Ethics and data
Responsible by design, not as an afterthought
Applying AI to cultural heritage raises questions that go beyond the usual checklist: biased training data, copyright on collections, and the risk of distorting the stories heritage tells. The project treats these as research questions in their own right.
The framework
An AI ethics assessment framework, applied throughout
Early in the project we develop a dedicated AI ethics assessment framework, due in month 12. It draws on cross-sectoral principles such as the GDPR and the UNESCO recommendation on AI ethics, and on AI-specific frameworks like the EU AI Act and the guidelines of the European high-level expert group on AI.
The framework is not a document that gets written once and shelved. It guides how models are selected, how data is prepared, and how the proofs of concept are evaluated. In concrete terms, the project commits to:
- monitoring compliance with legal and institutional ethics standards;
- documenting how AI models are evaluated and selected, for transparency and accountability;
- actively identifying and addressing biases in data and algorithms, including socio-cultural, geographic and historical biases;
- addressing heritage-specific risks such as narrative distortion, decontextualisation and the misrepresentation of marginalised communities, through interdisciplinary dialogue and scenario-based testing with heritage professionals.
Throughout the project, an AI ethics issue log records the dilemmas we run into, the decisions taken and the mitigations applied. It is a transparent audit trail of how ethical reflection actually shaped the work, and it feeds into a final ethics report at the end of the project.
Research data
FAIR data, kept safe and kept local
A living data management plan
A data management plan aligned with the FAIR principles is delivered in month 6 and updated throughout the project. It covers collection, annotation, storage, versioning, access, sharing and long-term preservation.
The 3-2-1 backup rule
All project data is protected by a backup and security strategy following the 3-2-1 rule, combining institutional and external storage with controlled access and periodic restore testing.
Local AI by necessity
Some datasets are confidential and cannot be sent to external services without absolute guarantees.
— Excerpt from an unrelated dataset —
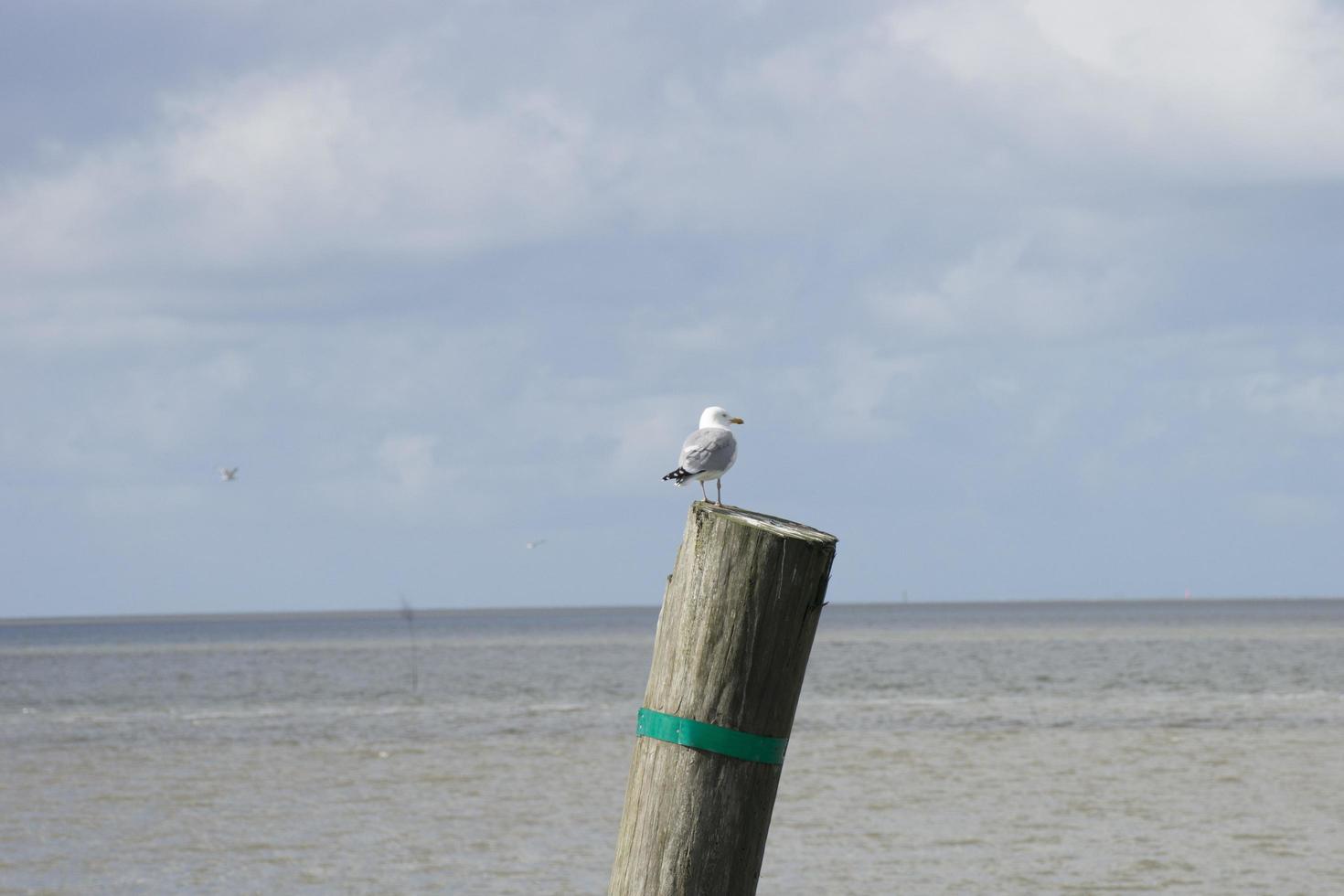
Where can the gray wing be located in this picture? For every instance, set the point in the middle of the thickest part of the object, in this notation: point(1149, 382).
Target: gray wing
point(709, 449)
So the models come to the data: processing happens on the institute's own servers and GPUs.
Inclusivity
Whose heritage, whose data, whose AI?
Heritage collections reflect the times that produced them, including their imbalances. When an AI model trained on such data enriches a catalogue or translates a record, it can quietly amplify those imbalances. The project examines this directly: training data of candidate models is scrutinised for underrepresentation and stereotypes, outputs of the proofs of concept are checked for biased results, and metadata enrichment avoids gendered or cultural assumptions that the source material does not support.
The same lens applies to the project itself. Use cases are gathered from a diverse range of stakeholders, dissemination targets all audiences in inclusive language, and internal workshops build AI literacy across the institute, so the benefits of these tools are not reserved for the technically inclined.